Many XJ owners will be reclining in the rear while an employee does the driving and it's a fine place to sit out a long journey. Vast legroom and plentiful headroom are laid on, while the fixtures and fittings have a real air of quality about them.
Even the entry-level cars come generously equipped with twin sunroofs, leather trim, dual-zone climate control, electric front seat adjustment and a touch-screen control interface. The trademark Jaguar drive selector is also included on all models. This replaces a conventional gear stick and takes the form of a large rotary dial that rises out of the centre console when you turn the XJ on.
Behind the Wheel
At the top of the XJ range are normally aspirated and supercharged versions of the Jaguar 5.0-litre V8, with 380bhp and 464bhp respectively. Plus Jaguar is also offering an XJ Supersport model with the supercharged engine upgraded to 503bhp. The diesel will inevitably be the most popular, however, and it's a 3.0-litre twin-turbo V6 with 271bhp. That's the model I tried.

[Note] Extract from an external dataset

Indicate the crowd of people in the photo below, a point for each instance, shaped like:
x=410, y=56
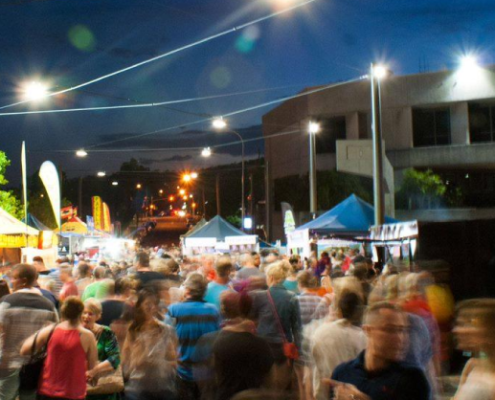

Even with this entry-level engine, there's a powerful surge of acceleration if you're bold with the throttle but what's most impressive is the refinement. The engine is barely audible at low speeds and there's only a slight grumble from the exhausts when you open it up fully. Wind and road noise are extremely well suppressed. The emphasis of the XJ is on comfort but it can hustle along and proves surprisingly nimble. The sharp steering is particularly helpful, making you forget you're piloting a five-metre luxury saloon.
Value For Money
There are short and long wheelbase versions of the XJ available, while trim levels run from Luxury to Premium Luxury and Portfolio, with the Supersport model at the top of the range. The car is priced to match up against rivals like the BMW 7 Series, Mercedes S Class and Audi A8, so competition is fierce but the Jaguar appears to be well up to the task.
Could I Live With One?
This is my kind of luxury car, traditional in some regards but with advanced technology bubbling under the surface. Trying to split the XJ from its rivals on performance, styling and quality isn't easy because all the cars at this level are superbly engineered but for my money, this Jaguar has a big edge over the competition. It's an edge I'd call a 'sense of occasion' and if you try this car, you'll see what I mean.